使用鏈碼於二維及三維物體之多重解析度表達及漸進式圖形顯示

Abstract

在電腦應用領域，如電腦輔助工件製造，物體碰撞偵測，物體分類，以及網路上的物體瀏覽等等中，物體的幾何形狀必須加以數學性的描述，以及圖形顯示。在本論文中，將處理使用串聯碼於二維及三維物體之多重解析度表達及漸進式圖形顯示。特別是用於網路環境中的電腦上，具多重解析度表達能力之物體瀏覽及比對。本研究所考慮的因素主要為包括網路資料傳輸以及圖形顯示在內的運算時間﹔能夠在不同的解析度下做顯示﹔以及較次要的因素：所需要的記憶體空間。 在本論文的第一個部份中，提出一種為有效率的網路瀏覽之黑白物體的遞迴式表示法以及漸進式顯示，可用於描述了一個凸或凹多邊型物體的表示及顯示。同時，物體模型在旋轉，放縮，平移下的修正方式。一般而言，我們的方法比起許多現有的方法，在資料傳輸率，漸進式顯示的能力，以及在R/S/T 變動下的觀視修正。模擬結果顯示我們的方法的效能較佳。 第二個部份中，提出一種簡單的使用對照表來將串連碼轉換成四分樹的遞迴式轉換法。這種對照表方法之設計是用以加速黑色四分樹節點以及新的串連碼元件的轉換。研究結果顯示我們的方法在觀念上較簡潔，而且執行較快。 第三個部份中，描述了一種用來將一組串連碼轉換成八分樹的遞迴式轉換法。主要描述了在串連碼的循跡中，如何產生旗號，以及如何由旗號的傳播來決定黑色八分樹節點的產生。定理的研究指出我們的方法在主要因子上的執行時間比其他方法來得快。

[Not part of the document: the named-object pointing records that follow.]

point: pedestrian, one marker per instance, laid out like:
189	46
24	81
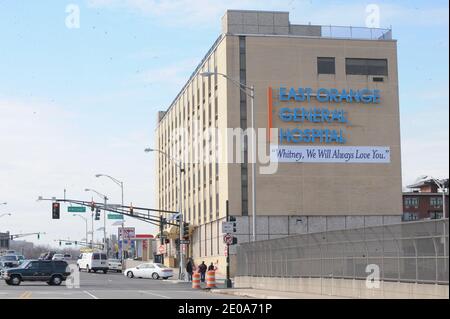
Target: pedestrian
189	269
202	270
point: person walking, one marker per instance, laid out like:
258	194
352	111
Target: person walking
189	269
202	270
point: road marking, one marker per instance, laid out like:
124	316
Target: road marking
153	294
26	295
90	294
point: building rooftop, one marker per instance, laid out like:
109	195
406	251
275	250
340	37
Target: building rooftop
249	22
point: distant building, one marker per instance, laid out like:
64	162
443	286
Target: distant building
423	201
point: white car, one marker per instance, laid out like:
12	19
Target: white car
115	264
58	257
149	270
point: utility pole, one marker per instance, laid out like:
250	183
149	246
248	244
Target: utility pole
228	283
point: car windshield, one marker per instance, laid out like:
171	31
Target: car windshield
9	258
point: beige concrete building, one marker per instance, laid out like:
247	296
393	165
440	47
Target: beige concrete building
329	96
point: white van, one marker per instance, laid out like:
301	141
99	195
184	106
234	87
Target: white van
93	262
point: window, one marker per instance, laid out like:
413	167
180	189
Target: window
326	66
366	66
412	202
409	216
436	201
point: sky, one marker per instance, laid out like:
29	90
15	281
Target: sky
79	101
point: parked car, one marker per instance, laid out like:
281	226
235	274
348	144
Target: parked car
47	256
149	270
115	264
58	257
51	272
93	262
9	261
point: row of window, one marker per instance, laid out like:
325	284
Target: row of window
414	202
353	66
410	216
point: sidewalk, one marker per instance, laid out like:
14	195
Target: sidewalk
270	294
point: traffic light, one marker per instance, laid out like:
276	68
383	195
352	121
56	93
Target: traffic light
186	230
55	210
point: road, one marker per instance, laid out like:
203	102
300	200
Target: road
108	286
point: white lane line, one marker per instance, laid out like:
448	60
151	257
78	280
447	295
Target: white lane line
86	292
153	294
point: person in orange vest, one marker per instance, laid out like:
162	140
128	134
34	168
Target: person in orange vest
202	270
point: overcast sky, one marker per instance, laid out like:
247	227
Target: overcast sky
75	102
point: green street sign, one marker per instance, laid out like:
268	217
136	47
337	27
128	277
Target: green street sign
115	216
76	209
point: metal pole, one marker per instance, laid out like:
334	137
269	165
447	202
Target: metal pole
104	226
123	226
252	90
228	283
181	224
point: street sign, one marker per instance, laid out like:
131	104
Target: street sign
228	239
228	227
115	216
76	209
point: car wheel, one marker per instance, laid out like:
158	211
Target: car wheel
56	280
15	280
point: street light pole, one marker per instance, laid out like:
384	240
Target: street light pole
105	199
85	220
120	183
244	88
179	164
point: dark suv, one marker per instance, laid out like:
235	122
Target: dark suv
52	272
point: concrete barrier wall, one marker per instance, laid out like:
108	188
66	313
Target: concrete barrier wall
352	288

In computer applications such as computer–aided part manufacturing, object collision detection, object classification, and object browsing on the network, the geometric shape of objects must be mathematically represented and graphically rendered. In this dissertation we deal with the generation of multi-resolution geometric models and progressive graphic display of 2D/3D objects using chain code representation. We are concerned with object browsing and matching with a capability of multi-resolution representation of the object on computers, especially in a network environment. The consideration factors of the research are mainly the processing time including the network data transmission and the graphic display, the availability of different levels of detail for display, and the last and less important factor of memory storage size. In the first part of this dissertation, we present a recursive representation and progressive display of binary objects for efficient network browsing. We describe the representation and display of a convex and/or a concave polygonal object. Also, the object model modification under rotation, scaling, and translation variations is described. Our method is generally better than many existing methods in terms of data transmission rate, progressive display capability, and view modification under R/S/T variations. Simulation results are provided to illustrate the performance of our method. In the second part, we present a simple recursive method for converting a chain code into a quadtree with a lookup table. The table lookup method for generating the quadtree black nodes and the new chain code elements is designed to speed up the conversion process. The result indicates that our method is conceptually simpler and runs faster. In the third part, a recursive method for converting a set of chain codes into an octree is proposed. We describe the generation of the flags when tracing the chain codes, and the flag propagation for the generation of octree black nodes. Our conversion method runs faster than other method in terms of the total execution time of major operations, as indicated by the lemmas.